In several of the above cases, existing trends EU licensing will no longer apply.

The European firearms Pass is no longer available and will not be recognised for EU visitors to the UK and for UK visitors to the EU.

In several of the above cases, the provisions do not now require export licences or import licences for intra-EU trade but do require them for imports in and exports out of the EU. Those categories of goods will become subject to licensing and controls after Brexit.

Dual Use Military Application

The movement of dual-use exports will be subject to different licensing requirements. The movement of dual-use items from the UK to the EU will require an export licence. Export licences issued in the UK would no longer be valid for exporting dual-use items from other EU states. Export licences issued by other EU states would no longer be valid for exporting dual-use items from the UK.

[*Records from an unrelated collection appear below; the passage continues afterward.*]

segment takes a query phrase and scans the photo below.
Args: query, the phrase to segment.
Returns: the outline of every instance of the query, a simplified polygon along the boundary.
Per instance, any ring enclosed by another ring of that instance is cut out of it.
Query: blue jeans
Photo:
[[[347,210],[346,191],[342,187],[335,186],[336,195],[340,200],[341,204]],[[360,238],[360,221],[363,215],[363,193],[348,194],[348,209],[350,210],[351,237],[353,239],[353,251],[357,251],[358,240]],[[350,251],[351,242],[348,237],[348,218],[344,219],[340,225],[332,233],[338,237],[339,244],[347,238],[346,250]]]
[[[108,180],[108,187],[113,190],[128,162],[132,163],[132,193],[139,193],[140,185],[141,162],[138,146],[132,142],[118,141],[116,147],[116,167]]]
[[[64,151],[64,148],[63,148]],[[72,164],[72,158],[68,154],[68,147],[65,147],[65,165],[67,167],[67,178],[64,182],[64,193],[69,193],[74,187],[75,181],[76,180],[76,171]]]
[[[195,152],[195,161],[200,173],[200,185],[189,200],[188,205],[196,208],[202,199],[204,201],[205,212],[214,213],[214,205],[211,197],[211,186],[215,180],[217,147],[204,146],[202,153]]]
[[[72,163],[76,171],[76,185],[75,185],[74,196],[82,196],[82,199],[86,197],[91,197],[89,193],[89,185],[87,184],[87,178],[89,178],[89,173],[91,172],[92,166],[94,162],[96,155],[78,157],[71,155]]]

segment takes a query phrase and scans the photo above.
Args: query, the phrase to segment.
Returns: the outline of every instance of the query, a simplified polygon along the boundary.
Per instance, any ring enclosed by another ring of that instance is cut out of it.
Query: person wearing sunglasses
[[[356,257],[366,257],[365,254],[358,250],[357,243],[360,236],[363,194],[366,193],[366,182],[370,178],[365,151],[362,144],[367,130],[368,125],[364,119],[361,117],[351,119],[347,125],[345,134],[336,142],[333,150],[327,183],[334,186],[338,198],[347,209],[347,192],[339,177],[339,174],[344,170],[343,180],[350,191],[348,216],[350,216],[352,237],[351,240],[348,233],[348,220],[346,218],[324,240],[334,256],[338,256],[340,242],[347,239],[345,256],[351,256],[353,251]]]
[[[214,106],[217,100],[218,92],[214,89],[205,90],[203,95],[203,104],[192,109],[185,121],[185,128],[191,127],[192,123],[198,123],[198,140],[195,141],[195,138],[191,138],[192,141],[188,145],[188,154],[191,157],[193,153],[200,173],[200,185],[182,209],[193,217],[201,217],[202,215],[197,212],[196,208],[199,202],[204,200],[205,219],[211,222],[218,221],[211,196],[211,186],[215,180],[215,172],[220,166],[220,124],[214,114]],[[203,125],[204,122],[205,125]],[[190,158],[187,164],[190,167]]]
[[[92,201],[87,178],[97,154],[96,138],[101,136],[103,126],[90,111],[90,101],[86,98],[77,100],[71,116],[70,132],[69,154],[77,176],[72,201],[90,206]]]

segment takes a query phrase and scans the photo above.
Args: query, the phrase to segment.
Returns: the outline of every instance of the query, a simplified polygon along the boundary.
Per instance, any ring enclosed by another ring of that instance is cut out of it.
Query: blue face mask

Most exporters of dual-use items from the UK will be in a position to register to use an open general export licence for exports to EU countries. The current open export licence system is likely to be revised in the event of a no deal Brexit. Exporters requiring individual licenses may apply for such licences in advance of Brexit if necessary.

Single Market Regulations

The above customs requirements do not fully describe the direct impediments to the import of goods which Brexit will cause. Many goods are regulated under EU wide rules. These rules will cease to recognise UK certifications in many sectors. Equally, the EU certificate will not be recognised in the UK, although a period of grace has been proposed on the UK site.

Producers will need to ensure that goods are certified for the standards in the other jurisdiction. The importer will assume greater responsibilities, including increased responsibility for product liability.

The current EU UK rulebooks will be, literally torn up and replaced by an entirely new regime overnight by which the UK has the status of an entirely external country to the EU. Even the above profound disruption, does not fully describe the many additional ruptures in rules and arrangements that are taken for granted in particular sectors and settings.